Global Awareness, Knowledge, and Practice Patterns of Psychocutaneous Medicine: A Primary Care Perspective

Rachel E. Christensen, BS,a,* and Mohammad Jafferany, MDb

Published: July 26, 2022

ABSTRACT

Objective: To report findings generated from an analysis of available literature on psychodermatology knowledge, awareness, and practice patterns among dermatologists worldwide to better elucidate their educational needs and referral practices.

Data Sources: To identify literature from inception to December 23, 2020, the following search strategy was used within PubMed and Google Scholar databases: psychodermatology OR psychocutaneous disorders OR psychodermatology practice patterns OR psychodermatology awareness OR psychodermatology attitudes OR psychodermatology knowledge. Non-English studies were excluded. Studies were included if they were identified as having collected data from a survey instrument assessing psychodermatology awareness, knowledge, and practice patterns of dermatologists and dermatology trainees.
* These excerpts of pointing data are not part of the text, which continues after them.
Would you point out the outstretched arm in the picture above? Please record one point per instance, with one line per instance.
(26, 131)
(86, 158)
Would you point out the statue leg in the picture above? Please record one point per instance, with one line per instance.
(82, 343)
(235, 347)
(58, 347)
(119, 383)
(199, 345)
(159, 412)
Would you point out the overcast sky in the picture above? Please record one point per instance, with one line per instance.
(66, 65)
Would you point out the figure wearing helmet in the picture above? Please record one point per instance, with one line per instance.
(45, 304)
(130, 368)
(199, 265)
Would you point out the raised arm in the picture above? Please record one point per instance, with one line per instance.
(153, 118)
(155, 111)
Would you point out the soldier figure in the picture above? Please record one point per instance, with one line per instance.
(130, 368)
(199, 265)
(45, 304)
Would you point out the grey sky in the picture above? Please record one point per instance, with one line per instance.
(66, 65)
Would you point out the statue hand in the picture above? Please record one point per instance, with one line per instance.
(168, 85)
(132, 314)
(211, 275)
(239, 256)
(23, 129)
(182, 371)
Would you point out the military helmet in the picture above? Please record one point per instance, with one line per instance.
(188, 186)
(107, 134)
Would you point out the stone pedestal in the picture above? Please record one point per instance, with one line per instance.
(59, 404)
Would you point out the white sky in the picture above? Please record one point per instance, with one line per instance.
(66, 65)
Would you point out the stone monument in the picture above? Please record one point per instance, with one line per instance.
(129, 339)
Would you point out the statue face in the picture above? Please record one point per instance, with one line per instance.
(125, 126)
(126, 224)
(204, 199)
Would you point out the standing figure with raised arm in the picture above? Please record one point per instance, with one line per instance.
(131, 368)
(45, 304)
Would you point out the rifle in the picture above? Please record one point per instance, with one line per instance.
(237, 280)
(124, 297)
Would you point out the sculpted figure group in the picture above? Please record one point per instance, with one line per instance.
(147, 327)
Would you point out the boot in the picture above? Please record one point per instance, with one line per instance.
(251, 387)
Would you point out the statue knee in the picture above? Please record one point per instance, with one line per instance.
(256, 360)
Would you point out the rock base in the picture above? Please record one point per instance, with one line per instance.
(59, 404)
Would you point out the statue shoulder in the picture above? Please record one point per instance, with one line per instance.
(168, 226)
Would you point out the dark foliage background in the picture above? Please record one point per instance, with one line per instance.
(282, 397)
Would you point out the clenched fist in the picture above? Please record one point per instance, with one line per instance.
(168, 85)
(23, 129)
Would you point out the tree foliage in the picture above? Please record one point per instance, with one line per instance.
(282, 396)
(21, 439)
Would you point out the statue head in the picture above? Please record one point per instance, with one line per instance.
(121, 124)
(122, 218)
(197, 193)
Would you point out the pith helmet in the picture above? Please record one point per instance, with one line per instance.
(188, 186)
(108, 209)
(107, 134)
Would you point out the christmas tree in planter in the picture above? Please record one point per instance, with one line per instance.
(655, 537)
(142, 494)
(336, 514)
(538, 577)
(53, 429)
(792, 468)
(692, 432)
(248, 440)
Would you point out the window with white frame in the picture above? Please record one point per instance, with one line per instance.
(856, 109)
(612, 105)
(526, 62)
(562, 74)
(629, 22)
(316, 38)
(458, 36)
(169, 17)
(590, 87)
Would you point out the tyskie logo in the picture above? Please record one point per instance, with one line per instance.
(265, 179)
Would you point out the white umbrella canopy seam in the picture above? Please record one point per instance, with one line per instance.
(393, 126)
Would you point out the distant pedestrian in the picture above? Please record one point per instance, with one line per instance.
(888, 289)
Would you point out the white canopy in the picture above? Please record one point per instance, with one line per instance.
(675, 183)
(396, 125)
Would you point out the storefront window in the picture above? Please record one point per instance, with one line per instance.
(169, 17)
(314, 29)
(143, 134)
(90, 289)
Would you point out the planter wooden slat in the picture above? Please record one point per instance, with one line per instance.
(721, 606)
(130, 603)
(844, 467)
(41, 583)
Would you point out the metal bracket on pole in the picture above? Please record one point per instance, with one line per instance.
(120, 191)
Study Selection and Data Extraction: Of 1,347 records screened, a total of 12 cross-sectional studies were identified as having collected data from 2,466 dermatologists in 18 countries worldwide. Individual study and overall response frequencies were extracted for each variable of interest by an independent reviewer.

Results: Although most respondents provided weekly psychodermatologic care, only 13% reported feeling very comfortable treating patients with psychocutaneous concerns. Only 19% of respondents had a clear understanding of psychodermatology, and almost two-thirds of participants had no formal training in psychodermatology. Seventy-three percent of dermatologists reported interest in continuing medical education.

Conclusions: A considerable number of patients present to their physician with a psychocutaneous concern. As such, dermatologists, psychiatrists, and primary care providers may benefit from an understanding of the presentations and management of the most common psychodermatology complaints. Incorporation of psychodermatology curriculums into training programs and educational activities should be considered.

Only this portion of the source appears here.